The EPSRC Network Numerical Algorithms and High Performance Computing, coordinated by David Silvester and me, came to the end of its three-year term in May 2014. One of our final activities was a two-day Creativity Workshop, held at Chicheley Hall just before Easter.
The workshop was advertised to network members and we were able to accept all applicants. The 23 attendees comprised PhD students, postdoctoral researchers, faculty, and HPC support experts from Cambridge University, the University of Edinburgh, Imperial College, The University of Manchester, MIT, NAG Ltd., Queens University Belfast, STFC-RAL, UCL, and the University of Tennessee at Knoxville, along with an EPSRC representative.
The workshop was facilitated by creativity expert Dennis Sherwood. I explained the idea of these workshops in an earlier post about a creativity workshop we held for the Manchester Numerical Analysis Group last year. The procedure is for the attendees to work in groups tackling important questions using a structured approach that encourages innovative ideas to be generated and carefully assessed and developed. The key ingredients are
- a group of enthusiastic people,
- careful planning to produce a set of nontrivial questions that address the workshop goals and are of interest to the attendees,
- a willingness to adapt the schedule based on how the workshop progresses.

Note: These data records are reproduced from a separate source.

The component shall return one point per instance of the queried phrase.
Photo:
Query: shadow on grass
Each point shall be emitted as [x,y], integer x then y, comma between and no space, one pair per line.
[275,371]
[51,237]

The workshop was targeted at researchers working at the interface between numerical analysis and high performance computing. The aims were to share ideas and experiences, make progress on research problems, and identify topics for research proposals and new collaborations.
The topics addressed by the groups were sensitivity in sparse matrix computations; programming languages; deployability, maintainability and reliability of software; fault-resilient numerical algorithms; and “16th April 2019”.

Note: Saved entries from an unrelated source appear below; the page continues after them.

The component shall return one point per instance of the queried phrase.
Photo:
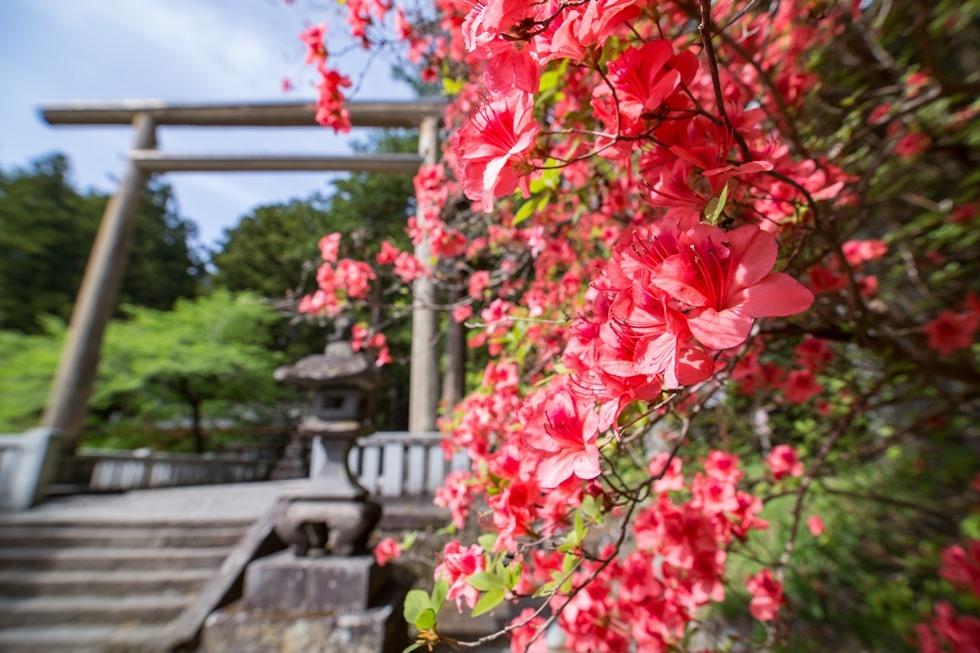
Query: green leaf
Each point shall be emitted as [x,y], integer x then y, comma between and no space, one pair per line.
[409,540]
[416,602]
[513,574]
[426,620]
[452,86]
[485,581]
[488,602]
[525,212]
[591,507]
[549,80]
[715,206]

The notes for the last topic began “It’s 16th April 2019, and we’re celebrating the success of our network. What is it, precisely, that is so successful? And what was it about the decisions we took five years ago, in 2014, that, with hindsight, were so important?”. The discussion led to a number of ideas for taking the activities of the network forward over the coming years. These include
- organizing summer schools,
- producing a register of members’ interests and areas of expertise,
- exploiting opportunities for co-design across communities such as algorithm designers, NA specialists and domain scientists, and
- creating opportunities targeted at early career members of the network.
As an ice-breaker and a way of the participants getting to know each other everyone was asked to prepare a flip chart containing a summary of their key attributes, why they were attending, and something they have done that they feel particularly good about. These were presented throughout the two days.
Dennis Sherwood has produced a 166-page report that distills and organizes the ideas generated during the workshop. Attendees will find this very useful as a reminder of the event and of the various actions that resulted from it.
Chicheley Hall, is a historic country house located near Milton Keynes. It was purchased a few years go by the Royal Society, who turned it into a hotel and conference center, and it houses the Kavli Royal Society International Centre. It’s a terrific place to hold a small workshop. The main house and its meeting rooms have a wonderful ambience, the 80-acre grounds (complete with lake and dinosaur sculpture) are a delight to walk around, and each of the 48 bedrooms is named after a famous scientist.
Photo credits: Nick Higham (1,2,4,5,6), Dennis Sherwood (3).
Addendum (July 29, 2014)
- A 2011 article The Story of Chicheley Hall by Peter Collins and Stefanie Fischer describes the history of the hall, which goes back to the 1086 Domesday Book.
- The dinosaur model that I saw in the grounds is described in the blog post Milton Keynes: where giant pterosaurs go to die.